Responding to the requirement of a single front entrance, the need for a large volume of space on the first floor and concerns over the building’s potential bulk, Harkness and TAC discarded the idea of incorporating Coram into any design. Instead, TAC suggested a terrace between  Coram and the new building. Beneath the terrace, 30,000 square feet of floor space, including basement space under Coram, would reduce visible, above-ground bulk and “allow [the library] to spring in graceful lines from the terrace” toward Alumni Gymnasium, said Reynolds. The terrace, one story above campus walkways and nearby building entrances, would create new sight lines toward Hedge, Carnegie, Dana Chemistry and other buildings.

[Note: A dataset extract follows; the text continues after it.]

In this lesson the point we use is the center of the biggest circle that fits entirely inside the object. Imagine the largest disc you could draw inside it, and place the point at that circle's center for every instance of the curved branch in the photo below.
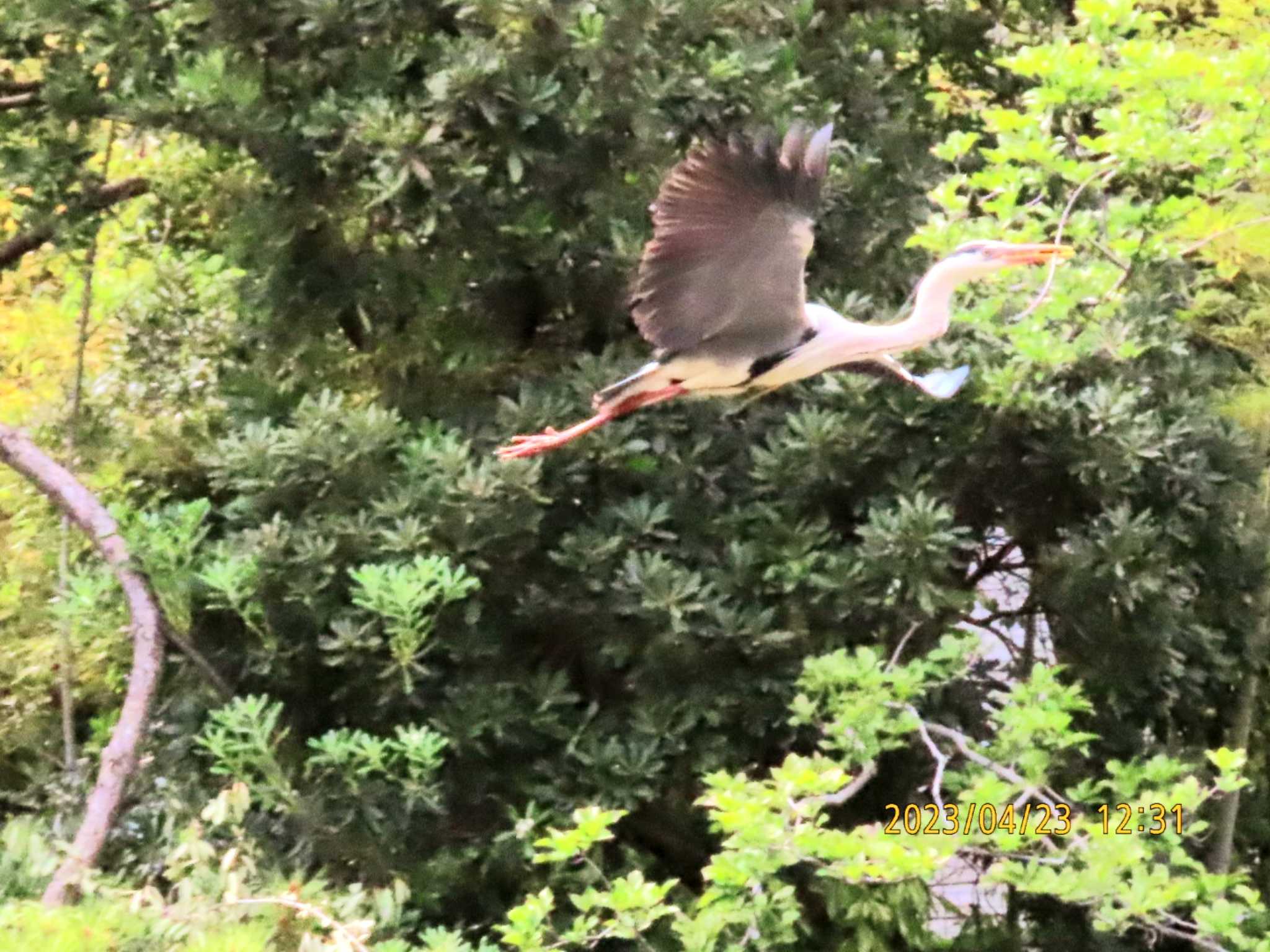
(19, 100)
(94, 201)
(120, 757)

TAC associate-in-charge Jim Burlage developed the idea of the underpass and, below, an arcade. “The unique idea of students going through and under the building as the very center of campus activity was persuasive,” Reynolds noted.

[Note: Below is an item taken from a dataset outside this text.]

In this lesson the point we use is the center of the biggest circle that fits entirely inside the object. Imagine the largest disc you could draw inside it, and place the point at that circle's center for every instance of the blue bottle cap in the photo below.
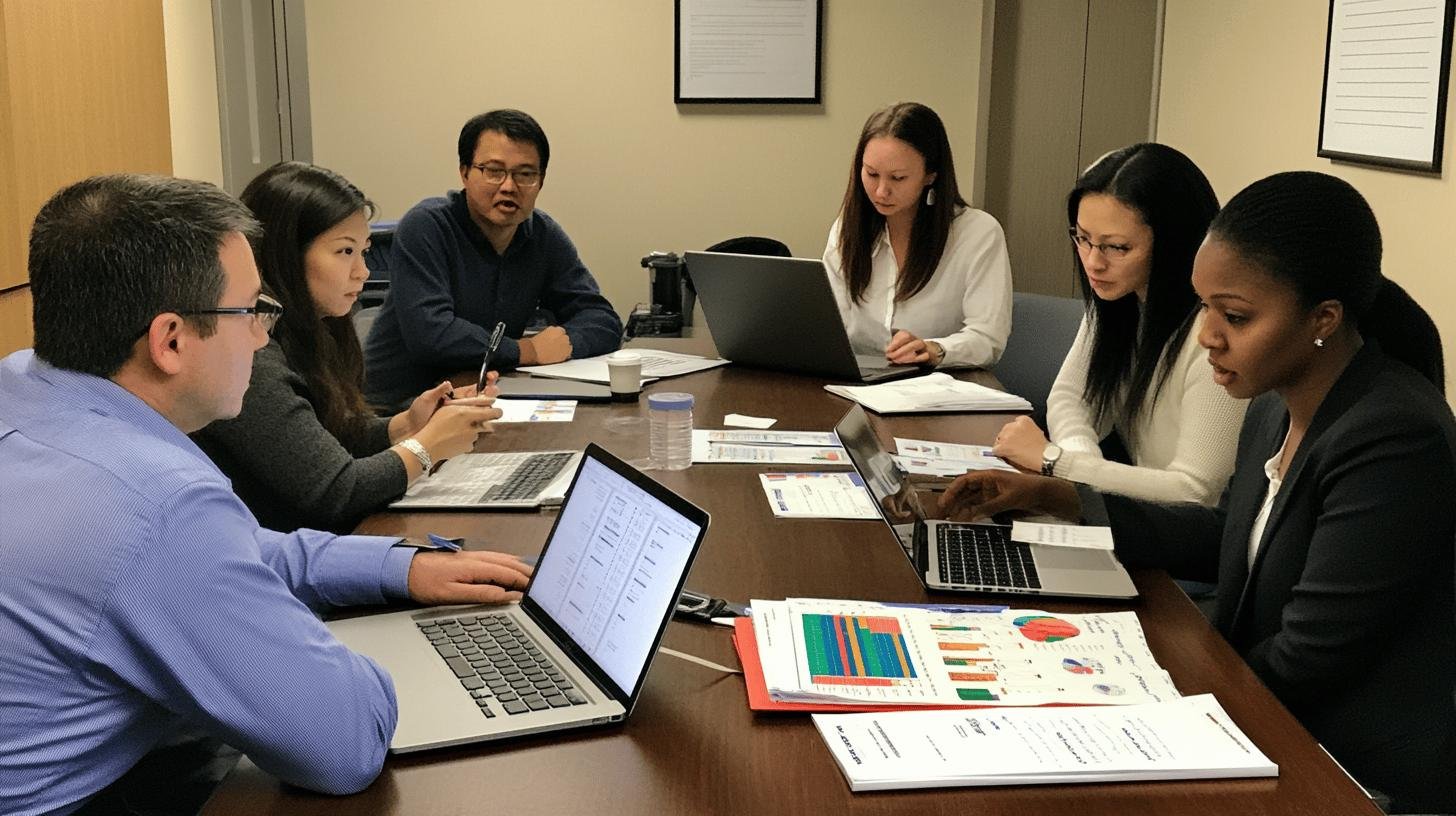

TAC would report that “our yearning for spatial interest led to designing the pitched roof, giving a feeling of changes in height and space.” The pitched roof ensured that the front of the building remained in scale with Coram, while the large, glassy rear facade is compatible with Alumni Gym, the Gray Athletic Building and Chase.

Other challenges arose. An underground stream had to be contained and the College had to ask the city to give up the portion of Bardwell Street that ran through the site. Trustees fretted over the library’s physical relation to the athletic buildings (was it too tall?). During construction, the building was criticized as being a “parking garage” or a “city structure,” epithets used in The Bates Student..

Yet, as Reynolds noted, “the building’s functional perfection carried the day.” The Maine Arts and Humanities Commission would cite the building’s bold design and commend Bates for departing from its “conventional” past. A glowing review in Architectural Record followed in 1974. Two years later, Harkness’ design was recognized by the American Institute of Architects / American Library Association, a major honor.

More than three decades later, the library, says Isaacson, is still a “helluva building.” Various interior renovations in recent years, Wiemers says, “proof that a 1970s building can remain vital and contemporary, yet true to its origins.”

Particularly at night, Isaacson says, the building offers a dramatic sight when viewed from the athletic buildings. The “high, spire-like form” seen as one enters from Campus Avenue is “very dramatic, very inspirational.” The interior “speaks of the enthusiasm of American modernism,” he adds. “You feel that impulse, that push, when you enter. Inside, it’s a triumph.”

Yet though the “coy” entrance off the plaza adds drama to the height within, it is the building’s major “aesthetic shortcoming,” says Isaacson. Lacking a grand entrance and having all approaches by stair or inclined walkway has proven to be “awkward.” Quips Wiemers: “We still wish people could find the front door.”

The terrace, too, though it solves one problem creates “an equivocal space” that seems “suspended above an otherwise flat campus.” And while functional, the terrace, underpass and arcade reflect something of a “Boston aesthetic.”

Though in September 1973 some library work still remained, such as finishing the interior and completing the ground floor, The Student noted that campus quips had given way to anticipation of a better library. “Yes,” the story concluded. “We are ready.”